Monday, September 8, 2014
UPDATE! well kind of….
So we have kind of an update on the journey to the jaw surgery, we do have the authorization for the head scan that they need to do in order to make the acrylic model of my head so they can line everything up and figure out what needs to go where so in laments terms they don't screw anything up when they do the actual surgery. Then we still don't have a date for the actual surgery,but the estimated date would be October 29th if everything is done on schedule and smoothed out clear and stuff is done with a good amount of time in between the head scan and the surgery itself plus the other stuff I need to get done like getting all of the hooks into my mouth the day before the actual surgery,keep mentally preparing myself for the surgery, keep brushing and flossing my teeth and stuff. I'm just going to keep praying and be patient. I am hoping that we can get it done before Halloween so that I can be able to chew by Christmas(or somewhat chew) and not have to miss out on turkey and corn and mash potatoes. Plus it would be a good excuse for a spontaneous halloween costume if my face swells up like a balloon and I do somehow end up with bruises everywhere.
Sorry for the rambling, I'm just nervous and excited, I call it nervicted,which is not a word,but is to me. I'm just really hopeful and praying as much as a person could possibly pray, I don't think I've prayed this much about something before. Now if anybody does happen to come across this and think I'm a lunatic or crazy. If anybody who knows me happens to come across this and is thinking "She doesn't need plastic surgery, she's beautiful as is!" Let me say this to you, you are right in that I don't need plastic surgery for cosmetic reasons because I am as beautiful as God made me to be and I know when I die I will leave my body and just be a soul, but I'm not doing this for cosmetic reasons, to tell you the truth, I didn't really want this surgery when I was younger,but everyone told me that I was going to have it.

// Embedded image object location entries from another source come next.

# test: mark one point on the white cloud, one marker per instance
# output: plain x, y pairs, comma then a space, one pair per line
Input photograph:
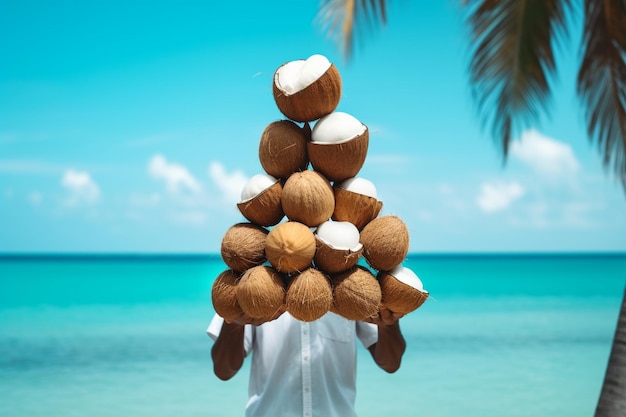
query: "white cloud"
81, 187
28, 166
230, 184
545, 155
498, 196
176, 177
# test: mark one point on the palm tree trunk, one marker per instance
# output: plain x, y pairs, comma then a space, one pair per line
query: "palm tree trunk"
612, 402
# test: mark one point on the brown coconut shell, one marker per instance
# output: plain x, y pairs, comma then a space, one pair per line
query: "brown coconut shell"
265, 209
261, 292
339, 161
356, 294
224, 295
315, 101
308, 198
358, 209
398, 296
282, 149
385, 242
243, 246
334, 261
309, 295
290, 247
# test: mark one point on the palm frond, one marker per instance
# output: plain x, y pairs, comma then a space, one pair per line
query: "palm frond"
513, 61
346, 20
602, 80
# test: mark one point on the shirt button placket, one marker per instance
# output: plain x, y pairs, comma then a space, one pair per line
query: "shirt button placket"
307, 400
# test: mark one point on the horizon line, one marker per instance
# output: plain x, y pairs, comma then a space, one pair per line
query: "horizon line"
212, 255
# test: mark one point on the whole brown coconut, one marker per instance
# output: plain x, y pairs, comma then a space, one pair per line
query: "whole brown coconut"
358, 209
308, 198
290, 247
309, 295
243, 246
282, 150
398, 296
261, 292
315, 101
385, 242
339, 161
356, 294
224, 295
265, 209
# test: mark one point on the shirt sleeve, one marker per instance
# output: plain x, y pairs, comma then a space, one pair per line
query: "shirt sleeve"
367, 333
215, 327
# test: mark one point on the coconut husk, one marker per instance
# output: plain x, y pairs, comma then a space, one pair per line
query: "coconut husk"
308, 198
265, 209
309, 295
339, 161
261, 292
332, 260
224, 295
315, 101
358, 209
385, 242
290, 247
282, 149
398, 296
356, 294
243, 246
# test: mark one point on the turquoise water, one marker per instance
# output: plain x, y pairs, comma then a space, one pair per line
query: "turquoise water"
501, 336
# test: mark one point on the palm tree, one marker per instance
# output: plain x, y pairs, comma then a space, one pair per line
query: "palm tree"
513, 62
510, 70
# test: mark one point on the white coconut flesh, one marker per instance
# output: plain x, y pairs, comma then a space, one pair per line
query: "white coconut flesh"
408, 277
339, 235
360, 186
337, 127
295, 76
256, 185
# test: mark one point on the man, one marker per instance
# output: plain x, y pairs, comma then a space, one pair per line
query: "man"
303, 369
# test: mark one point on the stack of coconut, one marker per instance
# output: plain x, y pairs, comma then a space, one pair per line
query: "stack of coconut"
307, 229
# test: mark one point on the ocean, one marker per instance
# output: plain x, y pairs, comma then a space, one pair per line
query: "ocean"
501, 335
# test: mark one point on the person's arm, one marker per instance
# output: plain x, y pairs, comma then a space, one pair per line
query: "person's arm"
228, 352
388, 350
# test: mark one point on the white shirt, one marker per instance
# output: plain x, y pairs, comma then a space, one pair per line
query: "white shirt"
303, 369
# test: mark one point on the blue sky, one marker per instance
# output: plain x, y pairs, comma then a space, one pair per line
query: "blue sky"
131, 127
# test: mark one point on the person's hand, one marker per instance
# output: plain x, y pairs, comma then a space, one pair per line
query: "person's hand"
244, 319
385, 317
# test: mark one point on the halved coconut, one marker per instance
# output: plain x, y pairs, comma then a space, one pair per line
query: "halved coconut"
224, 295
308, 198
282, 149
309, 295
290, 247
338, 247
305, 90
402, 290
338, 146
385, 242
261, 292
243, 246
260, 200
356, 202
356, 294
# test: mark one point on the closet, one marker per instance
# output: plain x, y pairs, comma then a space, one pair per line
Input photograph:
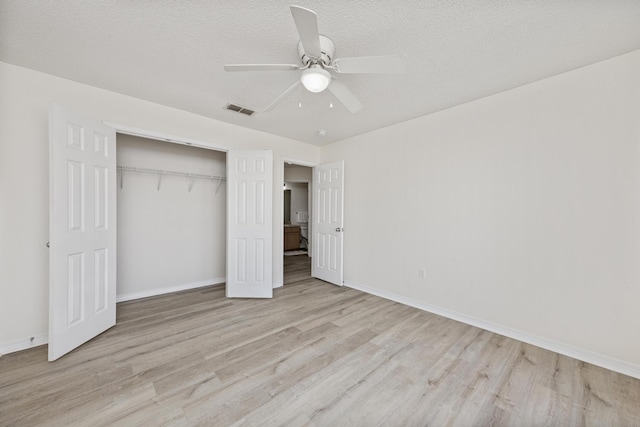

It was my Dad who actually told me what could happen if I don't get the surgery done, which is as I get older theres an increased chance of lockjaw and other stuff just because I do have a slight underdeveloped jaw. I did take a lot of time to think this through(try about 17 years of being told I was going to have it and two years of actually deciding for myself if I want to go through with this or not and actually weighing the pros and cons of this before coming to a decision) oh and I'm on my third year and almost a month in braces which to me means I've had braces about as long as I've had my one and only job. You tell me thats not patience, and I'm staying in braces through the surgery and a little while after it so they can adjust my braces to my newly aligned jaw. I am seriously rambling here. Even more than I usually do. So I guess thats it for right now. This is actually for medical reasons, so i can chew,breathe and overall just have a slightly healthier life. Maybe even get my trach removed?